[PATCH V9 1/3] irq: Allow to pass the IRQF_TIMER flag with percpu irq request

marc.zyngier@xxxxxxx (Marc Zyngier) · Tue, 25 Apr 2017 14:22:04 +0100

On 25/04/17 13:51, Daniel Lezcano wrote:
> On Tue, Apr 25, 2017 at 11:21:21AM +0100, Marc Zyngier wrote:
>> On 25/04/17 10:49, Daniel Lezcano wrote:
>>> On Tue, Apr 25, 2017 at 10:10:12AM +0100, Marc Zyngier wrote:
>>
>> [...]
>>
>>>>> +static inline void setup_timings(struct irq_desc *desc, struct irqaction *act)
>>>>> +{
>>>>> +	/*
>>>>> +	 * We don't need the measurement because the idle code already
>>>>> +	 * knows the next expiry event.
>>>>> +	 */
>>>>> +	if (act->flags & __IRQF_TIMER)
>>>>> +		return;
>>>>
>>>> And that's where this is really wrong for the KVM guest timer.
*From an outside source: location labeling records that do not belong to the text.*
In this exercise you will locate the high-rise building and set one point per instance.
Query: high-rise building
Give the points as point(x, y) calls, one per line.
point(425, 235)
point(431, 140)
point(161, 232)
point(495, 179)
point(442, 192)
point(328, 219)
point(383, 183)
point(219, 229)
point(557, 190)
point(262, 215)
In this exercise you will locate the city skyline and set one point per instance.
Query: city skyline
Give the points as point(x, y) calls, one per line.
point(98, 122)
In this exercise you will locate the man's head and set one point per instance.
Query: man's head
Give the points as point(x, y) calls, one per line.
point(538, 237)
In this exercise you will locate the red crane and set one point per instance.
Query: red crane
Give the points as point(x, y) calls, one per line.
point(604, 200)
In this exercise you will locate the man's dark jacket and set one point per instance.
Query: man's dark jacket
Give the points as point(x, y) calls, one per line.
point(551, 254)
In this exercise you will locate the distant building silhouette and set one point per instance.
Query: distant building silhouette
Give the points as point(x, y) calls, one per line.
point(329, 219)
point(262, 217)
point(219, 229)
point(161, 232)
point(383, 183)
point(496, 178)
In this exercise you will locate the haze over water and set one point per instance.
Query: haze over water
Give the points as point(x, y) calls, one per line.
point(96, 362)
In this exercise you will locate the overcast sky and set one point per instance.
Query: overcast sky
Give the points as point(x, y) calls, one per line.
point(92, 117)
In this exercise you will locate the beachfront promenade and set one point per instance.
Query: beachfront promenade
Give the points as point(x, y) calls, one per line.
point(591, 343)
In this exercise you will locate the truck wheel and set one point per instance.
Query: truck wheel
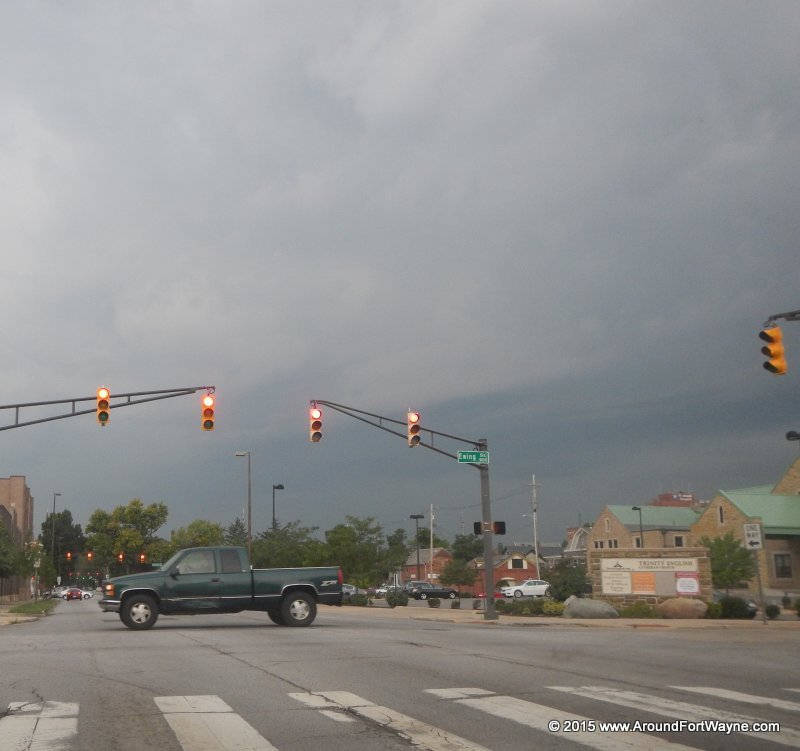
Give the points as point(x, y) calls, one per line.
point(139, 612)
point(298, 609)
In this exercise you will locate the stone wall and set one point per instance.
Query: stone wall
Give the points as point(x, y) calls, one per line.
point(594, 571)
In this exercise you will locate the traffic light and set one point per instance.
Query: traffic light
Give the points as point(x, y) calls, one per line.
point(773, 350)
point(208, 412)
point(413, 419)
point(103, 405)
point(314, 424)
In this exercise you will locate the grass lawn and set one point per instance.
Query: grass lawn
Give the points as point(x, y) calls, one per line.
point(33, 607)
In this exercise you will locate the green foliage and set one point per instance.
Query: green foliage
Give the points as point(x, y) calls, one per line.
point(734, 607)
point(731, 564)
point(567, 580)
point(640, 609)
point(396, 597)
point(457, 573)
point(467, 547)
point(236, 533)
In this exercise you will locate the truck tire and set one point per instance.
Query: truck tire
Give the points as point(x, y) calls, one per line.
point(139, 612)
point(298, 609)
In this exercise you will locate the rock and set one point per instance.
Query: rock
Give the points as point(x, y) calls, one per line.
point(577, 607)
point(682, 607)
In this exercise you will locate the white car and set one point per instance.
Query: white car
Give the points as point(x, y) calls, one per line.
point(529, 588)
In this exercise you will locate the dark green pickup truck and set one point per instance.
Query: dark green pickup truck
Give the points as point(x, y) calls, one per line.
point(220, 580)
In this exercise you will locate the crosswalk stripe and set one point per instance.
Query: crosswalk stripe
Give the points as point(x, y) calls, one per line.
point(723, 693)
point(678, 709)
point(419, 733)
point(43, 726)
point(539, 716)
point(206, 723)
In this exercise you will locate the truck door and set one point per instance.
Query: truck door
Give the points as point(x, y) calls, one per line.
point(193, 583)
point(236, 579)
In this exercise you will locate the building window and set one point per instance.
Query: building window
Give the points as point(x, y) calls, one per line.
point(783, 565)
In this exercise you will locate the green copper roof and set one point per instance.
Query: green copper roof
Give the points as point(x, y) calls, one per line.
point(780, 514)
point(656, 517)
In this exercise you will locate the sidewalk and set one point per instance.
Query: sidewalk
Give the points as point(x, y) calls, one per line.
point(475, 617)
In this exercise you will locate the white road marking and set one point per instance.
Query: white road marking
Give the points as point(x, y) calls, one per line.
point(419, 733)
point(44, 726)
point(723, 693)
point(539, 716)
point(457, 693)
point(206, 723)
point(678, 709)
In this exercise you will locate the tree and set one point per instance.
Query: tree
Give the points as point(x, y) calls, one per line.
point(458, 573)
point(467, 547)
point(566, 580)
point(236, 533)
point(731, 564)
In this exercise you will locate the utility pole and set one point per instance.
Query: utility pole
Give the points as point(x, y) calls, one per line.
point(416, 518)
point(535, 505)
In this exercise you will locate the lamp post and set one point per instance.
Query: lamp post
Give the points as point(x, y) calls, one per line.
point(279, 486)
point(641, 528)
point(249, 507)
point(53, 530)
point(416, 518)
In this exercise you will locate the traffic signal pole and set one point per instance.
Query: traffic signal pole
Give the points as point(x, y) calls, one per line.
point(490, 613)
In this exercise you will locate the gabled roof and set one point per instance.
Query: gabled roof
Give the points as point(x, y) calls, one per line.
point(780, 514)
point(656, 517)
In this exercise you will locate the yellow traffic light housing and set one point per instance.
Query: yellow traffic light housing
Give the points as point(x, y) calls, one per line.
point(103, 405)
point(314, 424)
point(413, 420)
point(773, 350)
point(208, 412)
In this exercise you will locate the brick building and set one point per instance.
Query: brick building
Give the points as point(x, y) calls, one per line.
point(16, 499)
point(777, 509)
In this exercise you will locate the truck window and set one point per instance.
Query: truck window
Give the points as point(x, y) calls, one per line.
point(197, 562)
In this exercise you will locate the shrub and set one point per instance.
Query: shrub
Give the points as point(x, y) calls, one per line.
point(552, 607)
point(734, 607)
point(396, 597)
point(640, 609)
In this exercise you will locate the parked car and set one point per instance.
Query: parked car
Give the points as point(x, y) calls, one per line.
point(528, 588)
point(424, 590)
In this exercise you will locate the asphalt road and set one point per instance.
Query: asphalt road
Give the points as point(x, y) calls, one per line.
point(79, 681)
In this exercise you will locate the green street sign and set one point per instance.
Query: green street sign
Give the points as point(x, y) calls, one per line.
point(473, 457)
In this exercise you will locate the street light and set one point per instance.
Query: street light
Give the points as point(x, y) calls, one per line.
point(641, 528)
point(416, 518)
point(279, 486)
point(249, 507)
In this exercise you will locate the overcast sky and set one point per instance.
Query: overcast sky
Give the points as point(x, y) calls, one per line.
point(558, 225)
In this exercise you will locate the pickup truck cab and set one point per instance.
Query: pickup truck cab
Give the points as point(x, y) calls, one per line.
point(221, 580)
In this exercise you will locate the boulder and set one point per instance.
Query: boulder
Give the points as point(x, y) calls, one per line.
point(682, 607)
point(579, 607)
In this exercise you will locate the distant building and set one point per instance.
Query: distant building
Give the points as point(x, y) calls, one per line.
point(16, 499)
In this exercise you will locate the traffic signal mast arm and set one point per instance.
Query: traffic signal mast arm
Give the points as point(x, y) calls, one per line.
point(350, 411)
point(152, 396)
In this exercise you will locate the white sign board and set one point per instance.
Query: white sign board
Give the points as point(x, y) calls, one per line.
point(752, 536)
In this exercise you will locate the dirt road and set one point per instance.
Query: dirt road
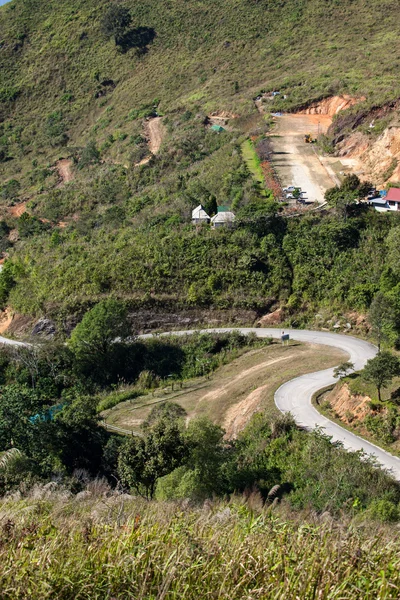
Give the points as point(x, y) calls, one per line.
point(297, 162)
point(155, 133)
point(64, 168)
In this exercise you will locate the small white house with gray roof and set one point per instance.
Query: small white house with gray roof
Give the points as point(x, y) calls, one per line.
point(224, 217)
point(199, 215)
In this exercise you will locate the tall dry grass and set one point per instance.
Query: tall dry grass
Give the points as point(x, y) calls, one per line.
point(103, 545)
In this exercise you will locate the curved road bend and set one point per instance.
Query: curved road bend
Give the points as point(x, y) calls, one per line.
point(295, 396)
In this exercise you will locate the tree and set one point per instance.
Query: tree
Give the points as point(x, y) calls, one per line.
point(143, 460)
point(116, 23)
point(205, 442)
point(98, 342)
point(342, 370)
point(296, 193)
point(393, 250)
point(344, 196)
point(381, 370)
point(381, 317)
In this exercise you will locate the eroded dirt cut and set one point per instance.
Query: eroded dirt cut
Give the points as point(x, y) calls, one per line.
point(331, 106)
point(296, 162)
point(155, 131)
point(18, 210)
point(64, 168)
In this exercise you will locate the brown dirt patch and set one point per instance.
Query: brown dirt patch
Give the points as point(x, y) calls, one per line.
point(331, 106)
point(238, 415)
point(155, 131)
point(18, 209)
point(349, 408)
point(236, 390)
point(64, 168)
point(216, 394)
point(6, 318)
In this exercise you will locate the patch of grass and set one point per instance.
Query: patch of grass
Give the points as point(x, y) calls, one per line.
point(259, 371)
point(252, 161)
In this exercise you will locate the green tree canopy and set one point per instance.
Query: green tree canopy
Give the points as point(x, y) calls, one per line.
point(98, 341)
point(381, 370)
point(143, 460)
point(116, 22)
point(381, 317)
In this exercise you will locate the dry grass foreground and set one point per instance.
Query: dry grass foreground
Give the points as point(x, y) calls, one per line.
point(235, 391)
point(103, 545)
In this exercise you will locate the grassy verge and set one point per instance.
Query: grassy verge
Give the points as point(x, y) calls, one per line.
point(318, 403)
point(104, 545)
point(235, 391)
point(252, 161)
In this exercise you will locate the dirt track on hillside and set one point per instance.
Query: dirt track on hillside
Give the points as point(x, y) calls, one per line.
point(18, 210)
point(64, 168)
point(297, 162)
point(155, 132)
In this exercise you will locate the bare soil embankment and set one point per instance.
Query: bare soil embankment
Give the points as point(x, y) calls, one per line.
point(235, 392)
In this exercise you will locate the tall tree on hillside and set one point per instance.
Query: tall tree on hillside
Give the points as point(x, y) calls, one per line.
point(98, 342)
point(381, 370)
point(116, 22)
point(381, 317)
point(143, 460)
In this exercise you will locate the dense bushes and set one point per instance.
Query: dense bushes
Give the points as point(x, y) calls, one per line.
point(275, 458)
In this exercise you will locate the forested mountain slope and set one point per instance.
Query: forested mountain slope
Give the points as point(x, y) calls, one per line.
point(98, 224)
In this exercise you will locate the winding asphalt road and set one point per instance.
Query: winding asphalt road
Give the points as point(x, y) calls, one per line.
point(295, 396)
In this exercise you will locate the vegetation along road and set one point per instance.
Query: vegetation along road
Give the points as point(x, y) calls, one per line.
point(296, 395)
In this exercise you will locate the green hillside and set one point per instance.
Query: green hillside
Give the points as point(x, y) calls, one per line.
point(68, 91)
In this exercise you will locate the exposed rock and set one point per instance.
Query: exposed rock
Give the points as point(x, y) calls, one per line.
point(44, 327)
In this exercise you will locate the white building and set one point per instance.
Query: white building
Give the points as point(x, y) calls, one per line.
point(223, 218)
point(199, 215)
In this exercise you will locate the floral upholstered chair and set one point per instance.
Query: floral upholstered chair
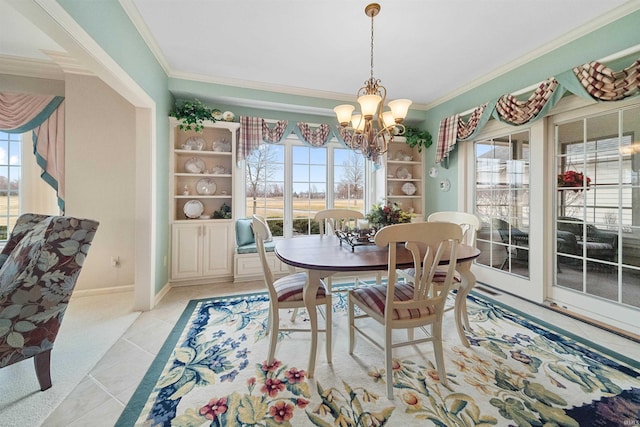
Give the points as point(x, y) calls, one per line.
point(42, 261)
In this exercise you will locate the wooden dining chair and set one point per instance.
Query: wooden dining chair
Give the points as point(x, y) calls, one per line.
point(470, 225)
point(407, 305)
point(285, 292)
point(332, 220)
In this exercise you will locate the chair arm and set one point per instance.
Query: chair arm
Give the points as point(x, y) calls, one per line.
point(567, 242)
point(601, 236)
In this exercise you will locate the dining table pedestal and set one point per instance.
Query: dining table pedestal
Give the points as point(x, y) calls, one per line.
point(323, 255)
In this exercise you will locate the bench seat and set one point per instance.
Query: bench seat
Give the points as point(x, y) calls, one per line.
point(246, 261)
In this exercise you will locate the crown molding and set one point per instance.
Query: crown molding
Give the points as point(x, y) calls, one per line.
point(67, 63)
point(30, 67)
point(594, 24)
point(280, 89)
point(136, 18)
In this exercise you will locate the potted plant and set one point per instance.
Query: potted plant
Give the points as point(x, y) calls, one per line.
point(574, 179)
point(417, 138)
point(192, 114)
point(382, 215)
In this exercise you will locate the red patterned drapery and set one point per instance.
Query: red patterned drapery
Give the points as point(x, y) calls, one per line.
point(255, 130)
point(605, 84)
point(516, 112)
point(593, 80)
point(454, 128)
point(447, 135)
point(275, 135)
point(44, 115)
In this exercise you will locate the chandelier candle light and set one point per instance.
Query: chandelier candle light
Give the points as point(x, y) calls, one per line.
point(372, 129)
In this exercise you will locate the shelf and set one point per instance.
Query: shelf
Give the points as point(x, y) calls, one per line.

As I
>>>> said, this timer is under complete control of the guest, and the rest of
>>>> the system doesn't know about it. KVM itself will only find out when the
>>>> vcpu does a VM exit for a reason or another, and will just save/restore
>>>> the state in order to be able to give the timer to another guest.
>>>>
>>>> The idle code is very much *not* aware of anything concerning that guest
>>>> timer.
>>>
>>> Just for my own curiosity, if there are two VM (VM1 and VM2). VM1 sets a timer1
>>> at <time> and exits, VM2 runs and sets a timer2 at <time+delta>.
>>>
>>> The timer1 for VM1 is supposed to expire while VM2 is running. IIUC the virtual
>>> timer is under control of VM2 and will expire at <time+delta>.
>>>
>>> Is the host wake up with the SW timer and switch in VM1 which in turn restores
>>> the timer and jump in the virtual timer irq handler?
>>
>> Indeed. The SW timer causes VM1 to wake-up, either on the same CPU
>> (preempting VM2) or on another. The timer is then restored with the
>> pending virtual interrupt injected, and the guest does what it has to
>> with it.
> 
> Thanks for clarification.
> 
> So there is a virtual timer with real registers / interruption (waking up the
> host) for the running VMs and SW timers for non-running VMs.
> 
> What is the benefit of having such mechanism instead of real timers injecting
> interrupts in the VM without the virtual timer + save/restore? Efficiency in
> the running VMs when setting up timers (saving privileges change overhead)?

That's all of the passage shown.